- The paper presents a novel benchmark for evaluating action recognition in realistic, untrimmed videos.
- It details the use of multi-label classification and advanced feature pooling techniques, combining iDT and CNN-based features.
- The findings highlight both improvements in performance and ongoing challenges in addressing background clutter and visually similar actions.
The THUMOS Challenge on Action Recognition for Videos "in the Wild"
The THUMOS Challenge aimed to advance the evaluation and exploration of video action recognition methods using large-scale datasets gathered from diverse, uncontrolled environments. Through the curation of temporally untrimmed videos from the THUMOS dataset, this benchmark established two primary tasks: action classification and temporal detection for a wide array of action classes. This essay provides a comprehensive summary of the dataset's structure, annotation processes, challenge tasks, and findings, alongside comparisons with existing datasets.
Introduction
Action recognition in video has gained considerable attention, bolstered by datasets such as UCF101 and HMDB. Traditional action recognition research focused on trimmed videos, providing clearly marked action boundaries, which simplifies the task of temporal detection. However, such scenarios are idealized and rarely encountered in real-world applications where actions are embedded in complex and noisy backgrounds.
THUMOS began as a challenge in 2013, initially focusing on action recognition in trimmed videos using the UCF101 dataset. It has since evolved to address realistic challenges by incorporating untrimmed videos into its datasets, thus providing a true representation of "in the wild" action recognition settings—comprising both action instances and background clutter.
Figure 1: Illustration contrasting a (trimmed) video clip for the `BaseballPitch' action from the UCF101 dataset and an untrimmed video from the THUMOS'15 validation set.
Figure 2: The figure shows the sample frames of the actions from UCF101 dataset~\cite{Soomro12}.
For THUMOS'15, the classification objective was extended to involve multi-label binary tasks, distinguishing videos with action, multiple actions, or no action. This adjusts the focus from multi-class trimmed clips to a more complex environment seen in real-world settings, amplified by features like background videos and untrimmed formats (Figure 1). The broader spectrum of tasks has been significant in advancing action recognition technology.
Figure 3: Histogram of video lengths in THUMOS'15: (a) Background, (b) Validation, and (c) Test set respectively with exclusion of videos exceeding 250 seconds.
\section{Methodological Approaches and Performance Metrics}
In the classification task, most teams pursued a combination of iDT features and CNN-derived features, using state-of-the-art models like VGGNet and GoogleNet (Table 1). Both mean and max pooling strategies were used to transform frame-level features into video-level representations, with results showing minor performance differences between the two.
Figure 4: Per-action results, measured by AP: The bars depict the AP for each action.




Figure 5: Precision-recall curves for classes Bowling',Surfing', CricketBowling',PlayingGuitar', BlowDryHair', andHaircut'.
Examining per-action results (Figure 4) shows that action classes like Bowling' andSurfing' achieve fairly high precision and recall, while classes such as BlowDryHair' andHaircut' remain challenging due to visual similarity. The introduction of background videos also provided insights into their impact, as depicted in the differences between blue and red histograms (Figure 6). Challenges with distinguishing certain actions in the presence of visually similar background contexts hint at future directions for more robust feature extraction and fusion approaches.

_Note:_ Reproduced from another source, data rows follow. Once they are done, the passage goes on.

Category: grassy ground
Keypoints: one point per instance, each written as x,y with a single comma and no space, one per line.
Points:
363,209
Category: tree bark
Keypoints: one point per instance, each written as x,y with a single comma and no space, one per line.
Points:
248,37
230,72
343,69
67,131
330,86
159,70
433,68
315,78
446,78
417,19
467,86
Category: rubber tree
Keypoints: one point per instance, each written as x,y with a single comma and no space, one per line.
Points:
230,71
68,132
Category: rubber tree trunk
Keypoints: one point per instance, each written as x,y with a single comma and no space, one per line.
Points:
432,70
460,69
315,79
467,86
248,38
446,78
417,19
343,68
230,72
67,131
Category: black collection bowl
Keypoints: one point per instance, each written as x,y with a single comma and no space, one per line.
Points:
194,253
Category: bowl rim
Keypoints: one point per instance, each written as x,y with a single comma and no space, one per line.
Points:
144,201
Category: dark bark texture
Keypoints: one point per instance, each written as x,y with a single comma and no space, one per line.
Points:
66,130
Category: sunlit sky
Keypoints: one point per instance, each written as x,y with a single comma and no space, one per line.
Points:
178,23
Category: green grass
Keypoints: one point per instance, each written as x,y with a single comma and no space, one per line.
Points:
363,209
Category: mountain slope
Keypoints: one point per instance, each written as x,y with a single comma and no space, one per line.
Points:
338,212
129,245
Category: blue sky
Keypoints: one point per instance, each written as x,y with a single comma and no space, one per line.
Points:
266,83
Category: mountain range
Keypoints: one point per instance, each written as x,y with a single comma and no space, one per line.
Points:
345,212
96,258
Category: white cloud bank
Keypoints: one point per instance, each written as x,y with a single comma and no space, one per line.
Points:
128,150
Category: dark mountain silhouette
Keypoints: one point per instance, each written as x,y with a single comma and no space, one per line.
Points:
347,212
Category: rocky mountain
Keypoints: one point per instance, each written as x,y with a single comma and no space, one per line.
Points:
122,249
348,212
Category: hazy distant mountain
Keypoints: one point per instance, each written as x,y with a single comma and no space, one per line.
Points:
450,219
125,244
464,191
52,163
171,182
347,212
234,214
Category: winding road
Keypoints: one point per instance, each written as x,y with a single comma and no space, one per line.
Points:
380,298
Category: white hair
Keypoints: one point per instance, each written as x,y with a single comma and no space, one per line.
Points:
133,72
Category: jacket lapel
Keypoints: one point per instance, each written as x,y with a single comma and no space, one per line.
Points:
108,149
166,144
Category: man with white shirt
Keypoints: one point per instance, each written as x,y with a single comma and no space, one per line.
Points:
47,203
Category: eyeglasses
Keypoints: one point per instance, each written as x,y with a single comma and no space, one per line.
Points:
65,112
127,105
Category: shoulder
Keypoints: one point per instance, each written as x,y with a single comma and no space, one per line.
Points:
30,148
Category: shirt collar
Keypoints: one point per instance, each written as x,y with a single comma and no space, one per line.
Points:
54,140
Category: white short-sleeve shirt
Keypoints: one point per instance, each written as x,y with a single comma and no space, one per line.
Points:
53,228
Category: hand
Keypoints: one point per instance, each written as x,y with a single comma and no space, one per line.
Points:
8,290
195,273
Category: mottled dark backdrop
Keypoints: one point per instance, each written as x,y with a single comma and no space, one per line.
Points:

Figure 2: Precision-recall curves of classes with varying AP values, including Bowling',Surfing', CricketBowling',PlayingGuitar', BlowDryHair', andHaircut'.
Figure 6: Effect of background videos: Blue histogram represents results without the background videos, and red histogram plots results including the background videos. Results are sorted based on the former.
\section{Future Directions and Improvements}
The THUMOS challenge has significantly contributed to the standardization of datasets and evaluation protocols in the video action recognition domain. Future improvements could focus on expanding the dataset to include more refined annotations, such as spatial and temporal annotations, action attributes, and richer context features. With the increasing role of deep learning techniques in video analysis, future work may involve exploring more sophisticated deep learning methodologies, advanced feature pooling methods, and techniques for dealing with occlusion and temporal clutter. There is also a growing interest in leveraging implicit context features from untrimmed videos to improve the performance of action recognition further.
\section{Conclusion}
The THUMOS Challenge has played an essential role in advancing the research of action recognition in videos from uncontrolled environments. By providing large-scale and publicly available datasets of untrimmed internet videos, it serves as a valuable resource for benchmarking and promoting state-of-the-art approaches in realistic scenarios. The challenge has already demonstrated its effectiveness in driving improvements in action recognition and situated the problem of recognizing actions in complex videos at the forefront of research. Despite achieving significant gains in recognition performance, the challenge remains open in coming up with novel and computationally efficient techniques that can tackle temporal detection effectively. Future iterations aim to tackle even more complex scenarios such as weakly supervised temporal action detection and video understanding in unconstrained environments, thus continuing to guide the extensive research in the field of video action recognition.